The Real iPad Review - glower
http://www.thekmiecs.com/misc/real-ipad-review/
======
jcromartie
This is ridiculous.

Let's just deconstruct it:

"Do you like a linear approach for doing things? If so, the iPad is perfect
for you."

I can already feel the condescension.

"Everything about the iPad interface is linear. Every desired final action is
accomplished through a series of taps."

As opposed to what, chords? Those are the only non-linear interface I know
of... otherwise most inputs are processed sequentially in time.

"Want to read a book? Cool. Tap the home button. Tap the iBook app. Tap the
library view. Tap the book you want to read."

As opposed to...? What? Seriously. Someone help me out here. Someone name a
better way to launch a book in a reader. Would "tapping" each key to spell the
command to launch your uber-l33t CLI reader and the path to the book be
better? Would "tapping" a combination of keys to bring up your GUI app
launcher and then "tapping" the first few chars of the book and "tapping"
enter be demonstrably better?

"Hopefully, you’re getting the point. Some will call this brilliant. I call it
rudimentary and lacking, especially when you consider that you’ll be doing a
lot of tapping since there is STILL no multi-tasking functionality. Yes, just
like the iPhone, you can’t switch between apps."

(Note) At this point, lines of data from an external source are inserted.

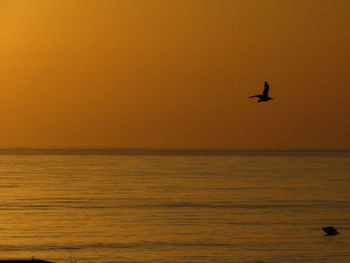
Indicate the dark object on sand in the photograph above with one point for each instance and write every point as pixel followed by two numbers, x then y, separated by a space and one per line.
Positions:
pixel 265 96
pixel 330 231
pixel 24 261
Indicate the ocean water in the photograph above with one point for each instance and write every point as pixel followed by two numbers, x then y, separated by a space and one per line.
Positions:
pixel 244 206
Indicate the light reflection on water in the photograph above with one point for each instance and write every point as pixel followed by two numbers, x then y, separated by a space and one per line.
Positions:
pixel 97 207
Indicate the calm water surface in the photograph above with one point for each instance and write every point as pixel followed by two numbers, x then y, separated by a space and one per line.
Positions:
pixel 175 206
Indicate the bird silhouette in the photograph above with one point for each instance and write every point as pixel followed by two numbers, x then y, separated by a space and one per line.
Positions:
pixel 265 96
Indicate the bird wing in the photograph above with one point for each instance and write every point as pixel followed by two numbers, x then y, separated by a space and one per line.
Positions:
pixel 266 89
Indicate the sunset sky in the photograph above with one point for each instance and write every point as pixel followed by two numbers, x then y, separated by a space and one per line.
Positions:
pixel 174 73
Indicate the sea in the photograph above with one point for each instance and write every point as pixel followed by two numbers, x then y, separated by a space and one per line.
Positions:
pixel 175 205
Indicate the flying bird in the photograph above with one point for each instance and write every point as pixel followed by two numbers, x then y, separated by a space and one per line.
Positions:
pixel 330 231
pixel 265 96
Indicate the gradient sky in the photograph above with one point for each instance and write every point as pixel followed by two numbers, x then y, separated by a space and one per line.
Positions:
pixel 162 73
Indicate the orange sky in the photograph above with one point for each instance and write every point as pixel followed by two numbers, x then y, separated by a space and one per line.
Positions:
pixel 158 73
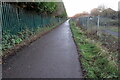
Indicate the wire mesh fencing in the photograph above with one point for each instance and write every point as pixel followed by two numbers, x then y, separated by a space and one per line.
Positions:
pixel 16 19
pixel 19 25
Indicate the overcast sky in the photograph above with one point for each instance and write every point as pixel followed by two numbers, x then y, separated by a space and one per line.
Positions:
pixel 78 6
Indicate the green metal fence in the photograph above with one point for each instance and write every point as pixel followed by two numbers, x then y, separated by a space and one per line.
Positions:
pixel 15 19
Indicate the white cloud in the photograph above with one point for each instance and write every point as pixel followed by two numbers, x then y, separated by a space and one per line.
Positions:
pixel 78 6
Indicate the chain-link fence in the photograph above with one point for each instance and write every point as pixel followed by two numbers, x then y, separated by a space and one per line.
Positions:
pixel 101 28
pixel 19 25
pixel 16 19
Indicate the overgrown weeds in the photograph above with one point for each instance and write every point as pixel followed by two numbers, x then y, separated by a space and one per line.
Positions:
pixel 97 61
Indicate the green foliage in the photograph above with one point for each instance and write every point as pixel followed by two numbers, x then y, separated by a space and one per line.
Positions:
pixel 94 61
pixel 41 7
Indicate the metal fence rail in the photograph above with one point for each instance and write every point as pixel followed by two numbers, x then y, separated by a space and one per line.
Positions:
pixel 15 19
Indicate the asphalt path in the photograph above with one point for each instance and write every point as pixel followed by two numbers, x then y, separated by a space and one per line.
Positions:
pixel 54 55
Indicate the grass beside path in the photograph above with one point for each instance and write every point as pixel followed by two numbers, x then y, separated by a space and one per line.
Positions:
pixel 96 62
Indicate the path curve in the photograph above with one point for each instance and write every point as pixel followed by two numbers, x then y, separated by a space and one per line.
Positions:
pixel 54 55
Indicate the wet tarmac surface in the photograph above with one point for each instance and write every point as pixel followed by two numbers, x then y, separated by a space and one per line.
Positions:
pixel 54 55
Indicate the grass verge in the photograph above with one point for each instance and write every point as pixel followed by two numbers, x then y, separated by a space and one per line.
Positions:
pixel 96 61
pixel 13 43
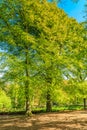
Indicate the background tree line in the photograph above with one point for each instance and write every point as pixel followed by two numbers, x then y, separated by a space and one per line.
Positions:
pixel 43 55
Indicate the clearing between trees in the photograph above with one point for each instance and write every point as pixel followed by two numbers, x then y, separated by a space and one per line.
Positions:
pixel 69 120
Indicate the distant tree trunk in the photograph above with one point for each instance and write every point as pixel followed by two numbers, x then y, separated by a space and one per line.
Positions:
pixel 48 102
pixel 84 101
pixel 28 104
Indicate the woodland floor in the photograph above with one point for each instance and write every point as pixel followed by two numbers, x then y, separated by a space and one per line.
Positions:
pixel 75 120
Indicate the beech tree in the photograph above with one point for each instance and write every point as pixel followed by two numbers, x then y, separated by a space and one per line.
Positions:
pixel 42 40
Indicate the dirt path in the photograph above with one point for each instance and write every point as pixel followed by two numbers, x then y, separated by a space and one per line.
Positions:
pixel 76 120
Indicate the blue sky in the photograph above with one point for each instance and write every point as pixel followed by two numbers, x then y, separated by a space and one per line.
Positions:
pixel 75 10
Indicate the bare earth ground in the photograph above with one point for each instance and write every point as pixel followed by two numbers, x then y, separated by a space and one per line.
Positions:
pixel 75 120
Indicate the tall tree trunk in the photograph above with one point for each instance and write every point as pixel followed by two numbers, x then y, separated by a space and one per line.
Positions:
pixel 84 101
pixel 28 104
pixel 48 102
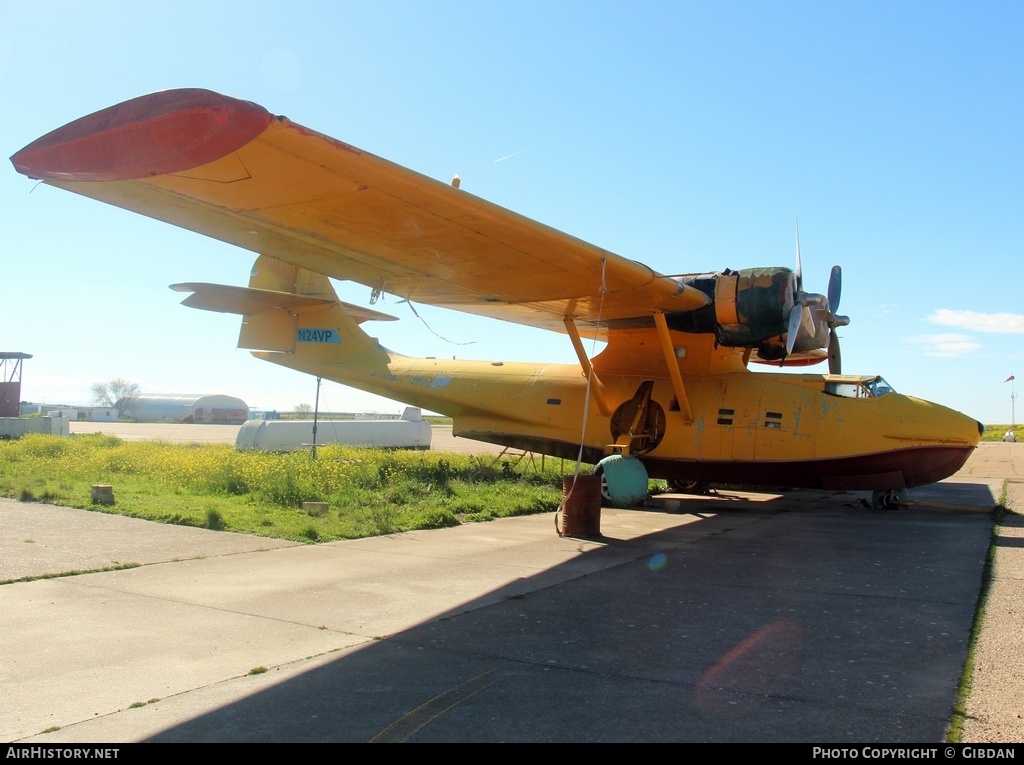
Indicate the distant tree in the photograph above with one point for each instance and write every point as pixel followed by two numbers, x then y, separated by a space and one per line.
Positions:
pixel 120 394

You can switch between apps... Any app worth its salt saves and resumes its
state as quickly as possible.

"If you’re watching a movie and want to tweet a comment about it, you’ll need
to exit the movie app, switch to the twitter app, tweet away, close the
twitter app, re-launch the movie app, tap to resume the movie…etc."

Again, the alternative is...? Pausing the move, switching to the Twitter app,
tweeting, and then switching to the movie app? What? You think you can tweet
without pausing? Well I hope you stay off the road, because I bet you think
you have better multi-tasking skills than the average luser and can text and
drive just fine thank you very much, don't you?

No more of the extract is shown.